Tokyo Institute of Technology (Tokyo Tech) has collaborated with Kawasaki City to conduct research and development (R&D), build an infrastructure, and implement a business promotion programme for computational drug discovery for middle molecules.
Middle molecules refer to peptides, nucleic acids and other molecules that have a molecular weight of approximately 500 to 30,000.
The partnership is for the ‘Programme to Industrialise an Innovative Middle Molecule Drug Discovery Flow through Fusion of Computational Drug Design and Chemical Synthesis Technology.’
The programme integrates computational drug design methods into the field of drug discovery for middle molecules.
It also combines computational drug design that uses molecular simulation and machine learning by Tokyo Tech’s super computer Tsubame, and new chemical synthesis technology, such as artificial peptides and artificial nucleic acids.
With an aim to implement the research project, the Middle Molecule IT-based Drug Discovery Laboratory (MIDL) will be opened in the current fiscal year in Tonomachi King Skyfront, Kawasaki City.
Once operational, it will be the world’s first laboratory to conduct computational drug discovery of middle molecules.
Tokyo Tech will also open a MIDL core facility within the university campus.
Tokyo Tech School of Computing professor Yutaka Akiyama said: “Computational prediction for the bio-stability and cell membrane permeability of middle molecules is very challenging.

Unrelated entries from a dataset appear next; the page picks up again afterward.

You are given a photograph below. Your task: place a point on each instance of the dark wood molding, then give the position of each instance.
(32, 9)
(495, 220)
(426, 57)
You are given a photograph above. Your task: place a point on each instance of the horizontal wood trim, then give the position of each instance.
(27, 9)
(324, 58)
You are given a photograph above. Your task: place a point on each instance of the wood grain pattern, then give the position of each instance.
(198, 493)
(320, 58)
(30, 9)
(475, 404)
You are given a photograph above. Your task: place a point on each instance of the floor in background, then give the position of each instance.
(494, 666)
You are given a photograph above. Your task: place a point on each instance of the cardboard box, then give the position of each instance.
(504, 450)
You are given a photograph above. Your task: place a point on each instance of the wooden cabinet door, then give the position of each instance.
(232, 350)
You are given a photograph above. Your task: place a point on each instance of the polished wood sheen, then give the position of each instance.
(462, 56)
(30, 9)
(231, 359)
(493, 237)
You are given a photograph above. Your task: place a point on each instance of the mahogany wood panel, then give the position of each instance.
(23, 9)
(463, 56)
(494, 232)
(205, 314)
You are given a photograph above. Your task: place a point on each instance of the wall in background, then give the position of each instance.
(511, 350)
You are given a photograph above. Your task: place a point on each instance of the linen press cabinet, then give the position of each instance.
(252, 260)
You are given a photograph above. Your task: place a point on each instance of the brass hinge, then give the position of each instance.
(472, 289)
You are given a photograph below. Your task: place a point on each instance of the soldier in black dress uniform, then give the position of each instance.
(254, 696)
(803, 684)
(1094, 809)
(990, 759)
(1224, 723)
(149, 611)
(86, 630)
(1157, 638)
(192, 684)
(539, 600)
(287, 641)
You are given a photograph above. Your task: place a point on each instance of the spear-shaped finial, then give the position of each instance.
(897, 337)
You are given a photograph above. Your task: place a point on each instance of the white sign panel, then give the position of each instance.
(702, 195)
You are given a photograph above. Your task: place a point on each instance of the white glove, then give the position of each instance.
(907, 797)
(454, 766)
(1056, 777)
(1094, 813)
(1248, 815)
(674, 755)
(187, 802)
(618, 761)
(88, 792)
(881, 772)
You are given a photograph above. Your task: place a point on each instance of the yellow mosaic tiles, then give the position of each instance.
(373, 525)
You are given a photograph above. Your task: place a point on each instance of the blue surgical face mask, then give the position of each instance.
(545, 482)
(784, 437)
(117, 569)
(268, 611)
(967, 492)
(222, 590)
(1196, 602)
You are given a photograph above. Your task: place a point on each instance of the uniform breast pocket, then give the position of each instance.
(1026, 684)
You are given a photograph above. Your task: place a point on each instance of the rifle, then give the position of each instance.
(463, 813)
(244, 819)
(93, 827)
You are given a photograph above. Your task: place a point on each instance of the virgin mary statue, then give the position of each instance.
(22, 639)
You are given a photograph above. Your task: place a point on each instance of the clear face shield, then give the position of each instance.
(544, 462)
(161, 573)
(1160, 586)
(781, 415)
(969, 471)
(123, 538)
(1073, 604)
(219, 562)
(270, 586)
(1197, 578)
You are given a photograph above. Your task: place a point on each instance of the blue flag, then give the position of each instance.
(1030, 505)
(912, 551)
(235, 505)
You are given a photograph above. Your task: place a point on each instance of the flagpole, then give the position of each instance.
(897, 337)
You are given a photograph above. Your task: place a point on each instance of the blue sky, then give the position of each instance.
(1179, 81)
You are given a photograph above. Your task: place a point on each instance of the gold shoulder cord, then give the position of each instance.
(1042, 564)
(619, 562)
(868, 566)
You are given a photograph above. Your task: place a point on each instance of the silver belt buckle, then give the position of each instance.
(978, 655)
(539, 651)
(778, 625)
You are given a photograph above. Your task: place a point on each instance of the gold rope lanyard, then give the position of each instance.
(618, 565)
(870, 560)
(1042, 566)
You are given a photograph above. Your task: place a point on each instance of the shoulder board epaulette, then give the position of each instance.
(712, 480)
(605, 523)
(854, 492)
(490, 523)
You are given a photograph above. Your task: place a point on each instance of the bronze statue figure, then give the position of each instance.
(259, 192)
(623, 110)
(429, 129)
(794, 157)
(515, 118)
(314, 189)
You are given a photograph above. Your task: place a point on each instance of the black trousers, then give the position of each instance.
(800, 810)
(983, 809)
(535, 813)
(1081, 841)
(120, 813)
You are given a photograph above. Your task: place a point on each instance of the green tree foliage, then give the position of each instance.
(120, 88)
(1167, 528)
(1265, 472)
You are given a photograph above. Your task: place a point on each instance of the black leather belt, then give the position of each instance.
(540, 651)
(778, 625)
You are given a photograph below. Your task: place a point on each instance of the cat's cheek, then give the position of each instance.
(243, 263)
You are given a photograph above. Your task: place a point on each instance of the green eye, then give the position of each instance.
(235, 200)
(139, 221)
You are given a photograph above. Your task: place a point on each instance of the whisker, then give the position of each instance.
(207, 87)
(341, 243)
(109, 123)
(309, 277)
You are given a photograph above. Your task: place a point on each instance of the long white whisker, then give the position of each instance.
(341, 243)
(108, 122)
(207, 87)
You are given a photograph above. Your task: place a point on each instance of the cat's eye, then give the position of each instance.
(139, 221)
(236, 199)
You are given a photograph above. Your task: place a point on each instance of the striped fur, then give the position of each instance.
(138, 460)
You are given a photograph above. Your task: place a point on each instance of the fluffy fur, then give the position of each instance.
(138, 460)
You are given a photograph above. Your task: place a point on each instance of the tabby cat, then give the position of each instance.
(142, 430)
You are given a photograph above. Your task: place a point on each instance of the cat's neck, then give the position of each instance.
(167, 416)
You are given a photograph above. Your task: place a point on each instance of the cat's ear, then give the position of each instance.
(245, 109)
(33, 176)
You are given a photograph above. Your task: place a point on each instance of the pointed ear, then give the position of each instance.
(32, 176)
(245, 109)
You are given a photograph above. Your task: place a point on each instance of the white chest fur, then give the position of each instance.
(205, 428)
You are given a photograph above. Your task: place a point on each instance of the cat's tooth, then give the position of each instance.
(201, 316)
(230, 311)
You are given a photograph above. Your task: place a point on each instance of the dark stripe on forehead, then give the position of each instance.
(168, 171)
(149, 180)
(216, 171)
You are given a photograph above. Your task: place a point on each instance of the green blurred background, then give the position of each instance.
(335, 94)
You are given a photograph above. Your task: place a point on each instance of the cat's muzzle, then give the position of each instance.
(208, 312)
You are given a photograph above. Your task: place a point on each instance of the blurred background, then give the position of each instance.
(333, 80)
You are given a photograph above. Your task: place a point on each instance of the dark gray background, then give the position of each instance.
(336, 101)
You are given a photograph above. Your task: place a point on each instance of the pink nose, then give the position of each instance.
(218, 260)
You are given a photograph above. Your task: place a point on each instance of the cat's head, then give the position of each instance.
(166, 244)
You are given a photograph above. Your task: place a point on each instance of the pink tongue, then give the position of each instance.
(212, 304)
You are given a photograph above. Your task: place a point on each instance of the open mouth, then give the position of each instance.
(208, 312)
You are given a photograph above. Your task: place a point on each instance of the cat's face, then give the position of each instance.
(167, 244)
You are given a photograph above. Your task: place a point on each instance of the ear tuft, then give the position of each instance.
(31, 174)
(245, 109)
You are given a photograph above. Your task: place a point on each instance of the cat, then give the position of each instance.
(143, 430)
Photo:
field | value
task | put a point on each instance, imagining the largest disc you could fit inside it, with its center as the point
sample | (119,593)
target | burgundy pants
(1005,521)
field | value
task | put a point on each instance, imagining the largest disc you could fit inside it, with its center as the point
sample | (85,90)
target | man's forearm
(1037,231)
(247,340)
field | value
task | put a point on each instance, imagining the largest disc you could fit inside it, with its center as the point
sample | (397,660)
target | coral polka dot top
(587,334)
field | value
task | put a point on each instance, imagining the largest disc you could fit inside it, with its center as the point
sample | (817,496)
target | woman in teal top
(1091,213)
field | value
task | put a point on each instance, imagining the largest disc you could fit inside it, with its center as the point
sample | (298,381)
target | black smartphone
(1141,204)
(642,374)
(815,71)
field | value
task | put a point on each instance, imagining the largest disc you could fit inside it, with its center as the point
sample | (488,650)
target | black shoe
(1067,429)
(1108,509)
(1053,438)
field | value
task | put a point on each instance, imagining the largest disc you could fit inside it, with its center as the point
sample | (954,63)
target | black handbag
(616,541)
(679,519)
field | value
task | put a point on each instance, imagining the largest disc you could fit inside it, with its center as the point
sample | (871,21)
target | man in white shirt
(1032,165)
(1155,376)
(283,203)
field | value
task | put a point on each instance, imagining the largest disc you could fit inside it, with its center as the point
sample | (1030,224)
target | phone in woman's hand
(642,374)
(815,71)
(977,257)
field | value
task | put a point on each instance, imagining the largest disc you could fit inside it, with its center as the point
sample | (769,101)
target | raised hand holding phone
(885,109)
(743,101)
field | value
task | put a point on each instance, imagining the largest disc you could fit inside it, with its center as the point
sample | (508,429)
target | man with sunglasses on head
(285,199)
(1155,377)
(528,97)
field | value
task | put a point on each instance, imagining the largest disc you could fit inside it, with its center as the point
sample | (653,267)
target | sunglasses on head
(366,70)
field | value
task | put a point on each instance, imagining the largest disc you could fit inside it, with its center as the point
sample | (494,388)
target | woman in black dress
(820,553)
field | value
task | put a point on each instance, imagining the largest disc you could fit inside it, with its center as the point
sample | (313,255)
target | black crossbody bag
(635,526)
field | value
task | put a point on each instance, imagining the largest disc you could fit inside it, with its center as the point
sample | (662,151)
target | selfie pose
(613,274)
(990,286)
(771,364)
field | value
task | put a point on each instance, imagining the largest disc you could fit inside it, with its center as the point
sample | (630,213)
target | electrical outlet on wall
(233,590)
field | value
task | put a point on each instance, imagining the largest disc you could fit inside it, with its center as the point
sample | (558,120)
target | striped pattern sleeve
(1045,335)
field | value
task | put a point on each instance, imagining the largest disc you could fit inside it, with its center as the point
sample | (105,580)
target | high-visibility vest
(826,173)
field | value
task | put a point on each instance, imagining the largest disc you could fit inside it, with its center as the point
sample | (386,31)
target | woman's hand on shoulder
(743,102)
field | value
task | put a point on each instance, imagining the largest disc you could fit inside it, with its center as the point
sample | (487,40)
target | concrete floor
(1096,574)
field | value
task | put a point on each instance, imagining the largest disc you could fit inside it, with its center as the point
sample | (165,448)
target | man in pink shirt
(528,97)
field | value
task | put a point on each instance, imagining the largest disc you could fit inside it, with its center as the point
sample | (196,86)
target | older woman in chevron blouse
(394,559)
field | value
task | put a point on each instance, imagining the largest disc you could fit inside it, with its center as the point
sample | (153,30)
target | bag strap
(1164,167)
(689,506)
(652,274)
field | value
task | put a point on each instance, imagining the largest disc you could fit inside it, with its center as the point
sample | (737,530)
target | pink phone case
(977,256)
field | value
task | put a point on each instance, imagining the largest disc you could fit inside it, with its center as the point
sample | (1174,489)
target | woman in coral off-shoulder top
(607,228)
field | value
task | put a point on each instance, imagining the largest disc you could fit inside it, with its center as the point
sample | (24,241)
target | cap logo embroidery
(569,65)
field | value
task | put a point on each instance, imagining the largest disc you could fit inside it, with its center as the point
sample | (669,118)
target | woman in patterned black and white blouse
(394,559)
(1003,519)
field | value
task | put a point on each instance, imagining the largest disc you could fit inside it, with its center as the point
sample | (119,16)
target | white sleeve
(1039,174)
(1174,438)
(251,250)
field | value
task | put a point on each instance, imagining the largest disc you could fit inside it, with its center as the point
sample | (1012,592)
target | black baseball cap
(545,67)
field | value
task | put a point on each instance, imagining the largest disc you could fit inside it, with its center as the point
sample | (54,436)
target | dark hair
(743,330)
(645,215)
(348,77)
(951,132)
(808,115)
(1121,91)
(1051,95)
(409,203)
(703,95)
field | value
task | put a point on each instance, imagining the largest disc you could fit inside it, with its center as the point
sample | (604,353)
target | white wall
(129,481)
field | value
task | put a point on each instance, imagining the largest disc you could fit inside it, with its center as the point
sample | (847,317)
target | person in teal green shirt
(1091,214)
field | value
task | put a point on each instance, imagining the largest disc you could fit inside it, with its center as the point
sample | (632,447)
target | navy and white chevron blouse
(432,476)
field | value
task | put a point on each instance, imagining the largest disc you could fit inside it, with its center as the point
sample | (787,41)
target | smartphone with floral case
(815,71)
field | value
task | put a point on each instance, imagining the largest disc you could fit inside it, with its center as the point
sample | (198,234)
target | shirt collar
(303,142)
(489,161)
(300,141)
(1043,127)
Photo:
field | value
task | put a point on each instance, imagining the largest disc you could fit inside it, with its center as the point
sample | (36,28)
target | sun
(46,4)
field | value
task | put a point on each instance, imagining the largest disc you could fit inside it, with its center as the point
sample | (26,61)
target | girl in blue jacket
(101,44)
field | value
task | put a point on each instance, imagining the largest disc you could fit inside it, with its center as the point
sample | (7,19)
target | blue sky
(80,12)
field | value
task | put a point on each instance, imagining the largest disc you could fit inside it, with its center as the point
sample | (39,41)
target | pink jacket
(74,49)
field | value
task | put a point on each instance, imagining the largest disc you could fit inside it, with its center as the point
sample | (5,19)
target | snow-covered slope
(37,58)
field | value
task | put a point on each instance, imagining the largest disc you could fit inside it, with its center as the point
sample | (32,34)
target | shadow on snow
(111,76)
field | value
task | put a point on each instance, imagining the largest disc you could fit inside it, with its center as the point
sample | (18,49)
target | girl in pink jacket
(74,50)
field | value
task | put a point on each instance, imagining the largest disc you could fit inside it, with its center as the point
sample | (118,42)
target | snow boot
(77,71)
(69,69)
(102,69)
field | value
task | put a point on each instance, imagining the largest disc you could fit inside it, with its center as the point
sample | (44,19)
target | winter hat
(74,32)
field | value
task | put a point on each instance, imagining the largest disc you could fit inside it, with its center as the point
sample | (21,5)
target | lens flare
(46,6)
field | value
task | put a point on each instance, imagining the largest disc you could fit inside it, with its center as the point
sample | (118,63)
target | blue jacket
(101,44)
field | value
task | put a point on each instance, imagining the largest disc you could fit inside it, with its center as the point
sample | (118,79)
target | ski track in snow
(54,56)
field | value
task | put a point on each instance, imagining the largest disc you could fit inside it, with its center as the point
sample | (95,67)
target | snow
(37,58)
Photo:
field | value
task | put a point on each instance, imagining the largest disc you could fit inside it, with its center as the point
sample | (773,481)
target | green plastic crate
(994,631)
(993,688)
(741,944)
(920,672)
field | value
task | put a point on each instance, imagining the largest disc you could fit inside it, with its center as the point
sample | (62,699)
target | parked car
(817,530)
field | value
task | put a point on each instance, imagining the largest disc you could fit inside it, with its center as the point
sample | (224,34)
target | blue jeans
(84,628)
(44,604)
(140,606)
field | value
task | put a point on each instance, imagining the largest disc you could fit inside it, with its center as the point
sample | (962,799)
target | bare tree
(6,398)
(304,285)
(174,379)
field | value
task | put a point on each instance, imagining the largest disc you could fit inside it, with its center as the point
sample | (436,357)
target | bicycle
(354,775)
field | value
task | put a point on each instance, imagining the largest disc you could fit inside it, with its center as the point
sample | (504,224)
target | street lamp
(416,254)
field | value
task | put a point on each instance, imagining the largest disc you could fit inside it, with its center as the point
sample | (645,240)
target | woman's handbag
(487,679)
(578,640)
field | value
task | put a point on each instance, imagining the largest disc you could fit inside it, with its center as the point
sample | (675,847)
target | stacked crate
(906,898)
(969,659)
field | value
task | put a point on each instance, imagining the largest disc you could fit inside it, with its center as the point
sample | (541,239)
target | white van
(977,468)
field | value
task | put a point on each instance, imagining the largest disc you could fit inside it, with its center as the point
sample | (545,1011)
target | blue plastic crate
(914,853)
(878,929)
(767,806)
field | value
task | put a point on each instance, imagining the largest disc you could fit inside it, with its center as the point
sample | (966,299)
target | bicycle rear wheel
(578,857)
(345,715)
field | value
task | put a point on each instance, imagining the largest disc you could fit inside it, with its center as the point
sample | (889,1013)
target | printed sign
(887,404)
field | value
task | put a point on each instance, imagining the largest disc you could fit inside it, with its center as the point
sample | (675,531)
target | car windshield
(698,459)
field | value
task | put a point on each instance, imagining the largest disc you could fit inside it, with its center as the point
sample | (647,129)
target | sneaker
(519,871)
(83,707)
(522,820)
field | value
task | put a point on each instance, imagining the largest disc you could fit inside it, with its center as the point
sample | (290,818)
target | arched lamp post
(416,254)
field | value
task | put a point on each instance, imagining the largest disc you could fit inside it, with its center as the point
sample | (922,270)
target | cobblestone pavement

“By using Tokyo Tech's world-leading supercomputing techniques and extensive experience in machine learning, and by cooperating with many related corporations, I hope that MIDL will provide the world with practical technology for accelerating middle molecule drug discovery.”
The five-year research programme will include several R&D projects, an infrastructure development for creating a regional industrial ecosystem, and implementation of a business promotion programme.
The programme will help provide new drugs at affordable prices to patients who require new treatment methods.
Image: The membrane permeation process of a cyclic peptide. Photo: courtesy of PRNewsfoto / Tokyo Institute of Technology; City of Kawasaki.